Taiwan has a new Vice President: Former Premier William Lai, known for his pro-independence posture. China won’t be happy, but China is rarely happy these days.

The Chinese made two loud omissions in their rhetoric this week. When talking about reunification with Taiwan, they left out the word “peaceful”. The press noticed. A Taiwan official said it meant the same thing. But, everyone knew better because China also left out regard for Hong Kong’s Basic Law, something else that always got mentioned in the past.

Apparently, Beijing thinks peace and honoring treaties are too petty to be bothered with.

But, certain terms are in need of clarity. Xi Jinping isn’t merely trying to “reunify with Taiwan”; his actions are closest to that of a corporate hostile takeover—not just of Taiwan, but the entire world.

In Australia, Drew Pavlou faces expulsion from Queensland University for organizing student protests in support of Hong Kong opposition to recent law proposals, especially extradition to China and the recent “security” proposal.
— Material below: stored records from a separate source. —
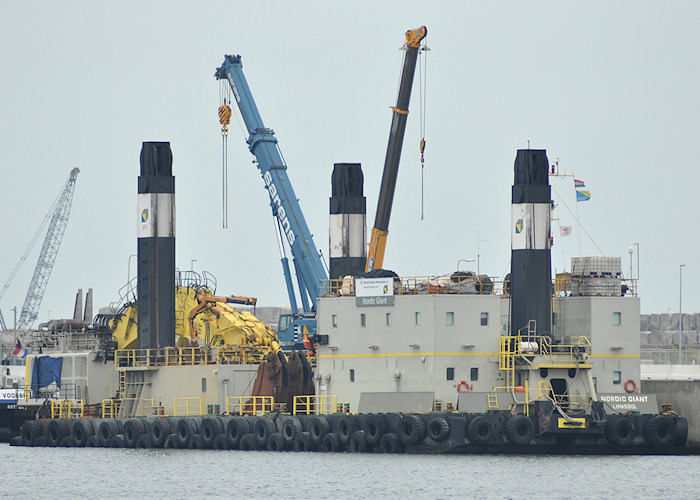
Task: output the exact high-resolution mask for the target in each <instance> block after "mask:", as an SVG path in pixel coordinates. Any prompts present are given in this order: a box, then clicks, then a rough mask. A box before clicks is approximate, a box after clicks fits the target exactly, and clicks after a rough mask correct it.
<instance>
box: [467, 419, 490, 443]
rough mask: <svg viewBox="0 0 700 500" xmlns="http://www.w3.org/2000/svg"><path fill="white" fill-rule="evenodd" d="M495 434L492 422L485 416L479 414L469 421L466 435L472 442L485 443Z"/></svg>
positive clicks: (486, 442)
mask: <svg viewBox="0 0 700 500" xmlns="http://www.w3.org/2000/svg"><path fill="white" fill-rule="evenodd" d="M495 435H496V428H495V427H494V425H493V423H492V422H491V421H490V420H489V419H488V418H486V417H484V416H482V415H479V416H476V417H474V418H473V419H472V420H471V422H469V428H468V429H467V436H468V437H469V441H471V442H472V443H474V444H486V443H489V442H491V441H492V440H493V438H494V436H495Z"/></svg>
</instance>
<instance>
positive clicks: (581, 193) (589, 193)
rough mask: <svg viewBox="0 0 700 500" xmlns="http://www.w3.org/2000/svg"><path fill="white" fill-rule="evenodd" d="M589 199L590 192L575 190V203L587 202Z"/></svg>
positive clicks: (586, 191) (577, 189)
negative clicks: (579, 202)
mask: <svg viewBox="0 0 700 500" xmlns="http://www.w3.org/2000/svg"><path fill="white" fill-rule="evenodd" d="M590 199H591V192H590V191H579V190H578V189H577V190H576V201H588V200H590Z"/></svg>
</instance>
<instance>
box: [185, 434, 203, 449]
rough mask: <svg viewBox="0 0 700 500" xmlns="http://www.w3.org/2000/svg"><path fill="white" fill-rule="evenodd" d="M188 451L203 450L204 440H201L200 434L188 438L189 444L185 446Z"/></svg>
mask: <svg viewBox="0 0 700 500" xmlns="http://www.w3.org/2000/svg"><path fill="white" fill-rule="evenodd" d="M187 447H188V448H189V449H190V450H203V449H204V439H202V435H201V434H195V435H194V436H192V437H191V438H190V444H189V445H187Z"/></svg>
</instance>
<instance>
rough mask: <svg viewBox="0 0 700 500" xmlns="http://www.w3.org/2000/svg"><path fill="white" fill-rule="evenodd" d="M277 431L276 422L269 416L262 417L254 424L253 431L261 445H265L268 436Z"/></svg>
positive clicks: (255, 421) (261, 445) (253, 424)
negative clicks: (271, 419) (275, 424)
mask: <svg viewBox="0 0 700 500" xmlns="http://www.w3.org/2000/svg"><path fill="white" fill-rule="evenodd" d="M274 432H275V422H273V421H272V420H271V419H269V418H264V417H261V418H259V419H257V420H256V421H255V423H254V424H253V433H254V434H255V439H257V440H258V444H259V445H260V447H264V446H265V444H266V443H267V438H269V437H270V434H273V433H274Z"/></svg>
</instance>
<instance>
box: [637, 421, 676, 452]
mask: <svg viewBox="0 0 700 500" xmlns="http://www.w3.org/2000/svg"><path fill="white" fill-rule="evenodd" d="M675 436H676V422H675V420H674V418H673V417H671V416H670V415H656V416H654V417H652V418H650V419H649V420H648V421H647V423H646V424H644V440H645V441H646V443H647V444H648V445H649V446H652V447H654V448H668V447H670V446H673V441H674V438H675Z"/></svg>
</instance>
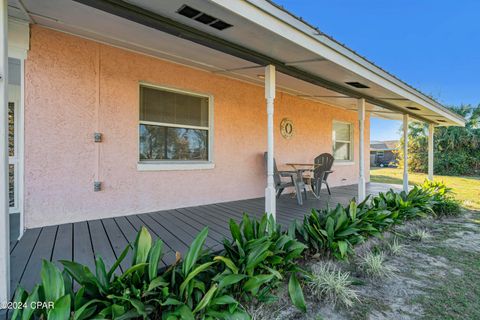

Follow the money. Australia’s government is looking into China’s influence. Many other governments are too.

According to the Hong Kong Human Rights and Democracy Act, US Congress is required to review whether Hong Kong is autonomous enough to have its visas treated separately from the rest of China. Secretary of State Mike Pompeo is already late in his report. He waited until China held its own congress meetings. What happened at those meetings didn’t help the case for Hong Kong’s autonomy.